Taşın suyu!
Maç öncesinde altıncılıktan çok kimlerin Kadıköy'deki son maçı olabilir diye konuşuyorduk. Herkes birkaç isim saydı. Bir çoğunun sözleşmesi bitiyordu, normal yorumlardı...
Ancak maçın teknik yeterliliği veya yetersizliği gözümüzün önüne serildikçe, devam etmesi anlamsız olanlar da kendilerini belli ettiler.
Antalya'nın ilk golünde Sadık'ın aldığı pozisyon veya müdahale aklı, Mehmet Ekici'nin temposuzluğu, yeni sezonda yine aynı dertleri taşımaları demek. Transfer yasakları sürerken, bu kararları vermek de öyle kolay olmuyor. Ancak bu sıkıntıların bedeli, en önemli emekçiye; Mehmet Topal'a fatura olarak döndü.

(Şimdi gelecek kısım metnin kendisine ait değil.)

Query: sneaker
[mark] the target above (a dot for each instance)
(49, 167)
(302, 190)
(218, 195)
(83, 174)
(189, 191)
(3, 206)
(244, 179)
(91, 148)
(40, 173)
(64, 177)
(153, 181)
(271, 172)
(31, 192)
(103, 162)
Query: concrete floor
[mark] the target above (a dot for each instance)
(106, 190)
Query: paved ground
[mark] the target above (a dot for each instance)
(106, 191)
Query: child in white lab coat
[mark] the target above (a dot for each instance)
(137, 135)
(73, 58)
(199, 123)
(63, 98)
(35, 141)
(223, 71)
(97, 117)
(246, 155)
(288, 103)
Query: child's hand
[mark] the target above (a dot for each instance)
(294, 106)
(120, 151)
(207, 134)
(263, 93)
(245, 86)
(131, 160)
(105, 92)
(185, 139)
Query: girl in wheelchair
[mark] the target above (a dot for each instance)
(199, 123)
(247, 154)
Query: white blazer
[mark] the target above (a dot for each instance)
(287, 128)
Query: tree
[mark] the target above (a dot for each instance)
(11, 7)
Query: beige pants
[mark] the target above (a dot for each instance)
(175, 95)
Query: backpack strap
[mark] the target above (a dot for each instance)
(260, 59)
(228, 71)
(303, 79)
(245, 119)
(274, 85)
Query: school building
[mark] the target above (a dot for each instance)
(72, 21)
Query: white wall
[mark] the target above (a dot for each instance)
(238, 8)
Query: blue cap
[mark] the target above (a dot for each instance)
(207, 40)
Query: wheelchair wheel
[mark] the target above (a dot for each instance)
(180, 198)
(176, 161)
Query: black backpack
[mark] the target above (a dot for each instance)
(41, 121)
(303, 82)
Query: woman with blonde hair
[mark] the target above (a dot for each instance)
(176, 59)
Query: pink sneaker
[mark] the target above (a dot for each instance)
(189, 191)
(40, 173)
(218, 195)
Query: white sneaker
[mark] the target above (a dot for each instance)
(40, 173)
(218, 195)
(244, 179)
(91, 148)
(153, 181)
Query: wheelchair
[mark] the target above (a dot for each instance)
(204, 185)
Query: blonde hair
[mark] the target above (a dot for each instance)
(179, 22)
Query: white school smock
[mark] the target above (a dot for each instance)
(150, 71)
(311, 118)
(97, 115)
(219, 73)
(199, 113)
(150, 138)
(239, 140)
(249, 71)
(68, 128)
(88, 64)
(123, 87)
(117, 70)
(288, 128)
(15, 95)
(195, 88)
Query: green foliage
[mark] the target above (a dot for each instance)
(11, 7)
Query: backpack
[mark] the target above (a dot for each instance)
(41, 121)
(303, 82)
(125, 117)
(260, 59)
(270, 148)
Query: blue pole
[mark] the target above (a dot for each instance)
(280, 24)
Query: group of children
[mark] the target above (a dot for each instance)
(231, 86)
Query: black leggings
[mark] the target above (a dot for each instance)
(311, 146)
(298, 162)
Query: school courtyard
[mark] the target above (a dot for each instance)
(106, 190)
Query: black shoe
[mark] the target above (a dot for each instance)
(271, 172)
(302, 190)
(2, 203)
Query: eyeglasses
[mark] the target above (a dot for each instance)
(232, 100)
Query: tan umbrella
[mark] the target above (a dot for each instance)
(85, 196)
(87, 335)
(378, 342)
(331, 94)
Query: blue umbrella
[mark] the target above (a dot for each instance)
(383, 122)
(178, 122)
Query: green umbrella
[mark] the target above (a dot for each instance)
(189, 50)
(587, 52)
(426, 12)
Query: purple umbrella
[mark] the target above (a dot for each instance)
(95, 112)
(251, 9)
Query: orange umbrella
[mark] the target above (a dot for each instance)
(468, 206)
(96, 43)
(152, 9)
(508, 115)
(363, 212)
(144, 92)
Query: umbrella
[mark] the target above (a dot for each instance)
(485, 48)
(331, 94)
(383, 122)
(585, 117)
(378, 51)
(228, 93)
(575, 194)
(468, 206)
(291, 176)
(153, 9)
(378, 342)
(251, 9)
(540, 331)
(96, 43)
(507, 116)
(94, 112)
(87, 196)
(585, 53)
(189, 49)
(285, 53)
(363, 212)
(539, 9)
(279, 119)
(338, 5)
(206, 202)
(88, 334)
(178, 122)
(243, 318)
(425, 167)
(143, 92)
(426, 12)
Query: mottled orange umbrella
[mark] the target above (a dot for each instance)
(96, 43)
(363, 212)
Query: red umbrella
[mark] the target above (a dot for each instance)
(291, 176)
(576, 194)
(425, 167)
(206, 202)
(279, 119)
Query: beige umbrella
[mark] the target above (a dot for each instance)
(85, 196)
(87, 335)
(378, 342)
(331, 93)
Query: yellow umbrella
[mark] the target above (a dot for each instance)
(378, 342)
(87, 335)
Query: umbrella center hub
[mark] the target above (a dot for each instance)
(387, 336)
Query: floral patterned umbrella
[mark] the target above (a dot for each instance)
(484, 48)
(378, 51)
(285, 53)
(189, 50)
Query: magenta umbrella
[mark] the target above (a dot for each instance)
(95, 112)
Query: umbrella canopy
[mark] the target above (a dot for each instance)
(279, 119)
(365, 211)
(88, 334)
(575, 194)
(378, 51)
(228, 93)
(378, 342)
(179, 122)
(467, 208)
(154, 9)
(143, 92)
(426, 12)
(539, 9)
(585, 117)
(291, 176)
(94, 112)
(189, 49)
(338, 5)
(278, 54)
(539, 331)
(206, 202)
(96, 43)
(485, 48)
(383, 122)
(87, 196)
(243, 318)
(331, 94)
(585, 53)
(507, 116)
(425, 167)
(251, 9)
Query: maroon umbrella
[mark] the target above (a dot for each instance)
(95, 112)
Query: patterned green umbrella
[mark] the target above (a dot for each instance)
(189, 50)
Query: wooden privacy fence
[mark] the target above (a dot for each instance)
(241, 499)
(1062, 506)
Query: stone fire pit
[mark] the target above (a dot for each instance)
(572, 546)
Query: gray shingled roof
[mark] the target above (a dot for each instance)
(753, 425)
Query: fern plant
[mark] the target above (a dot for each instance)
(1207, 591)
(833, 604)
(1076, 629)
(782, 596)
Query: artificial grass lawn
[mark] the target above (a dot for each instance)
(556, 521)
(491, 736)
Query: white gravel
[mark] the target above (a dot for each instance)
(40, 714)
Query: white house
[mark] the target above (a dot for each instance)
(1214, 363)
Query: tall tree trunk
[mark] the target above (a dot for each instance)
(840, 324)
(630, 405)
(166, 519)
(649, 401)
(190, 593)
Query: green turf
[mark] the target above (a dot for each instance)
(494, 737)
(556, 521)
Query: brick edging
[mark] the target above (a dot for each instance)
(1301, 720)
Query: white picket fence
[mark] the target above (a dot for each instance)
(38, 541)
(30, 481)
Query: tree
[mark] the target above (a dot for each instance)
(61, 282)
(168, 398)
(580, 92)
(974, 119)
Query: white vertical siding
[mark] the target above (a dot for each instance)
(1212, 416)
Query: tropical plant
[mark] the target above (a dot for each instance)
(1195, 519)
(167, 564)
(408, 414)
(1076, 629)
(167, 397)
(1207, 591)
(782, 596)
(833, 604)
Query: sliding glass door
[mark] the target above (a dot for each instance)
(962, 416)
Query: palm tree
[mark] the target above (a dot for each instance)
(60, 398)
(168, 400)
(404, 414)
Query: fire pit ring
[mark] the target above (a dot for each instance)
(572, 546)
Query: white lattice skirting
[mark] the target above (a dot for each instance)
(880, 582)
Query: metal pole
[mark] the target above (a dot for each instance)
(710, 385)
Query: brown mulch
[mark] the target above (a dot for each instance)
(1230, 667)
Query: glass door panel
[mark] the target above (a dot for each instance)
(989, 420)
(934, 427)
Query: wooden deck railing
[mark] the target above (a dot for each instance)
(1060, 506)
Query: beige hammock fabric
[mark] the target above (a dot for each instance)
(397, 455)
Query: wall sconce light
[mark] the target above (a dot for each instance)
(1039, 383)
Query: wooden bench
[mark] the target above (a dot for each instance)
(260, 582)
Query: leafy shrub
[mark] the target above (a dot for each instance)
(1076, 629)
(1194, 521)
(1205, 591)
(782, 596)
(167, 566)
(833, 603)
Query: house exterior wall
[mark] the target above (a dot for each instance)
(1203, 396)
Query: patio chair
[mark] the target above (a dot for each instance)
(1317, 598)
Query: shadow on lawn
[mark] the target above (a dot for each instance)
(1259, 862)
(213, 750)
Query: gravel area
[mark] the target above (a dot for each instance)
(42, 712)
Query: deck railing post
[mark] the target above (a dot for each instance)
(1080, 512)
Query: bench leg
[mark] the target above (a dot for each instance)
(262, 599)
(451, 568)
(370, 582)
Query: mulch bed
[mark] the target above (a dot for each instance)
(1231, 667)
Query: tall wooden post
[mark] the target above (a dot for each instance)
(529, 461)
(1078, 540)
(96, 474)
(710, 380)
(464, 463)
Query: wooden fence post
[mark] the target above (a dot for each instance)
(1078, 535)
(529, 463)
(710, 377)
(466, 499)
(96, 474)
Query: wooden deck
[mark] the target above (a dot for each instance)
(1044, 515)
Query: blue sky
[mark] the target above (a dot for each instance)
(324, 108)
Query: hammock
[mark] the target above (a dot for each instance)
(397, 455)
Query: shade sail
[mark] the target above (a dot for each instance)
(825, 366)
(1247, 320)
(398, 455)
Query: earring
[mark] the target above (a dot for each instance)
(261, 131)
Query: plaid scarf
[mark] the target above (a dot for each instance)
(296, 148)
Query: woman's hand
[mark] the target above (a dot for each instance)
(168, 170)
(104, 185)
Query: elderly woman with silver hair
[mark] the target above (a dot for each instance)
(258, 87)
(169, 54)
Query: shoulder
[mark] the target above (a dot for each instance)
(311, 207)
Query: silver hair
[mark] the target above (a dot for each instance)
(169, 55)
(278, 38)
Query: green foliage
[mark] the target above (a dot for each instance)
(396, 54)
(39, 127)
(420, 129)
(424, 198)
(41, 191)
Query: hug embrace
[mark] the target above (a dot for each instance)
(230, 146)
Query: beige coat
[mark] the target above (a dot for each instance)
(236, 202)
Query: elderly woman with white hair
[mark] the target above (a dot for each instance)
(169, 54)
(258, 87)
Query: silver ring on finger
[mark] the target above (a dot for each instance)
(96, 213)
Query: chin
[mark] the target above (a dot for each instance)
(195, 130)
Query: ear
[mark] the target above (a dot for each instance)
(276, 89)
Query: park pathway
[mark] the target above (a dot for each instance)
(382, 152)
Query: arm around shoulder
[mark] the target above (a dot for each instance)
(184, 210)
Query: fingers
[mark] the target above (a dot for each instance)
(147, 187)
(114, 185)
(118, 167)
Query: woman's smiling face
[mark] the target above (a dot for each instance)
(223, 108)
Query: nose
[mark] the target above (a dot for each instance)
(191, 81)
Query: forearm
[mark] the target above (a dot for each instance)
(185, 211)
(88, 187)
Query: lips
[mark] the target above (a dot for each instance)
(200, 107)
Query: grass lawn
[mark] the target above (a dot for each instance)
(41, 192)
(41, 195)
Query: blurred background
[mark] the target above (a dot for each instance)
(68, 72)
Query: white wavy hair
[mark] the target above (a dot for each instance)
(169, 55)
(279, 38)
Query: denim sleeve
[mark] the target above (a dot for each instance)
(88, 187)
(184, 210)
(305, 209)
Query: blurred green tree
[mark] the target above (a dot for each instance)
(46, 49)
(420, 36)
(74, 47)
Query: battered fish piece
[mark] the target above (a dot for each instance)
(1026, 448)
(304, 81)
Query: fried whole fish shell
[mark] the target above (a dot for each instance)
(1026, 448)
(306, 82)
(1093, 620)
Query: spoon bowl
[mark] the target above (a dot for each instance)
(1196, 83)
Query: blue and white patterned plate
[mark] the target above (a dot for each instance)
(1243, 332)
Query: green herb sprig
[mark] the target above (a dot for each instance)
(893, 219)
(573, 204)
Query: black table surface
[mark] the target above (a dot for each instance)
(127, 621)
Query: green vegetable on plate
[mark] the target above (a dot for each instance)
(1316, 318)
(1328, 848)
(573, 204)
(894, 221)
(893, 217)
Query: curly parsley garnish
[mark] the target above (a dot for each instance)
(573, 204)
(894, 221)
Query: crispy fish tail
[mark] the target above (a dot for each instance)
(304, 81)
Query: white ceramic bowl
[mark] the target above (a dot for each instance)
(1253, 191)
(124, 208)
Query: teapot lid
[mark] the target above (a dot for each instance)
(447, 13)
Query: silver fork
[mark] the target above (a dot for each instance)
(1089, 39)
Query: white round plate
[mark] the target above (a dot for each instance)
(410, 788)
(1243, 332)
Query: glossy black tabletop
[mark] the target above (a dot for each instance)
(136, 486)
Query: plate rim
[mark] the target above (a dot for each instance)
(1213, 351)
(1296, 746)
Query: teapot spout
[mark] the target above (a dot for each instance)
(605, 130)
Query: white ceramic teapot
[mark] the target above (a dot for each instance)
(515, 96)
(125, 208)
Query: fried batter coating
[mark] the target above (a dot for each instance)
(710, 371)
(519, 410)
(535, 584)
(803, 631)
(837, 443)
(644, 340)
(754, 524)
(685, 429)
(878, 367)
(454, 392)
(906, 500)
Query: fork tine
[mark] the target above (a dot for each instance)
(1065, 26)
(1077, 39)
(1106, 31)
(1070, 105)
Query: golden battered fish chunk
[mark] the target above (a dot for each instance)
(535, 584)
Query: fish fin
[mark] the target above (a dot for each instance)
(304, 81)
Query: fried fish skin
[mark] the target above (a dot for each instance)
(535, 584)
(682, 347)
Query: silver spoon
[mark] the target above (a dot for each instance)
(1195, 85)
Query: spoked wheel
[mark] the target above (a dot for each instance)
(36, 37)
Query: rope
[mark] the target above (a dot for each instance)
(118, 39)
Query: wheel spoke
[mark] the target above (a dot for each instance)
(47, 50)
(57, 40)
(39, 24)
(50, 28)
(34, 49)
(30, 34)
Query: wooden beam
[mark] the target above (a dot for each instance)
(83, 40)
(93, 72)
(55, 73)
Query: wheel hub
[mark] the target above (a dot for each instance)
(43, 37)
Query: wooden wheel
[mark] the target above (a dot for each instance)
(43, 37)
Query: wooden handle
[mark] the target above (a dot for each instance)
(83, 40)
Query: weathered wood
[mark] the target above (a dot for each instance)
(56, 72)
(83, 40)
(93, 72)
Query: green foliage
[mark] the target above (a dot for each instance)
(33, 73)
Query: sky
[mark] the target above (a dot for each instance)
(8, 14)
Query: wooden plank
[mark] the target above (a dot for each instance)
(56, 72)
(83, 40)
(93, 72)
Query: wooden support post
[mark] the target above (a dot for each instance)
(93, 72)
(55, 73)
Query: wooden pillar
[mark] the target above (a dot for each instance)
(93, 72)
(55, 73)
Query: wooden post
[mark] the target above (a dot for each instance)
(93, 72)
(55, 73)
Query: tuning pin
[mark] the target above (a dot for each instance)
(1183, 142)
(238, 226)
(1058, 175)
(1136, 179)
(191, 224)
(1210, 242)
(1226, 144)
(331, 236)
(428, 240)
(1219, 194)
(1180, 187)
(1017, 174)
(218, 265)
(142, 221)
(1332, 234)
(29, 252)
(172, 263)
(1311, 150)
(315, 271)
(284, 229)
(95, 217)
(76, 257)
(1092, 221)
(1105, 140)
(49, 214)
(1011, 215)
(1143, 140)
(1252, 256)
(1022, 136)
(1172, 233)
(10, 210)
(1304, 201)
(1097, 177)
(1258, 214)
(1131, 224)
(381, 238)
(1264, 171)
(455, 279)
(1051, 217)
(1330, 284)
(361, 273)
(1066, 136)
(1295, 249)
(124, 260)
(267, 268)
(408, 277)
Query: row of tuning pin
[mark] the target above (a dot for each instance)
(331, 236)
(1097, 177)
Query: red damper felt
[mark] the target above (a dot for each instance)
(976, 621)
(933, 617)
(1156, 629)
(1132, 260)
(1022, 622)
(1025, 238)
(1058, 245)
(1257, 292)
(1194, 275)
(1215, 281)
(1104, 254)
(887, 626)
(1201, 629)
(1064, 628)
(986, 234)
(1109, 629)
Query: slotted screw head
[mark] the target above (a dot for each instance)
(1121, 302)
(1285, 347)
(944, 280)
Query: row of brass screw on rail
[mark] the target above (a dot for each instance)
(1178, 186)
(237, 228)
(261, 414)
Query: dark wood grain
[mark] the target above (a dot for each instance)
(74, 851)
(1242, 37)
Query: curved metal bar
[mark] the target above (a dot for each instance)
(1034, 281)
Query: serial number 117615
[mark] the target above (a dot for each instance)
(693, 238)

Tribündekiler toz konduramadıkları "top kırıcılara" olan öfkelerini, sezonun belki de en fedakâr oyuncusuna fatura etti. İyi veya kötü oynadığı birçok maç vardır ama kötü koştuğu tek maçı bulamazsınız Topal için. Kibir ve öfkenin hedefi olarak seçilmesi de sürpriz değil aslında. Oynayan oyuncunun protesto edildiği günlerdeyiz. Tribün raconu bile bitmiş Kadıköy'de... Yazık.
Son maçın sıkıcılığından kurtulmak adına, Bülent Korkmaz'ın klasik taktiğinden uzaklaşıp, takımını öne gönderdiği bir maç oldu.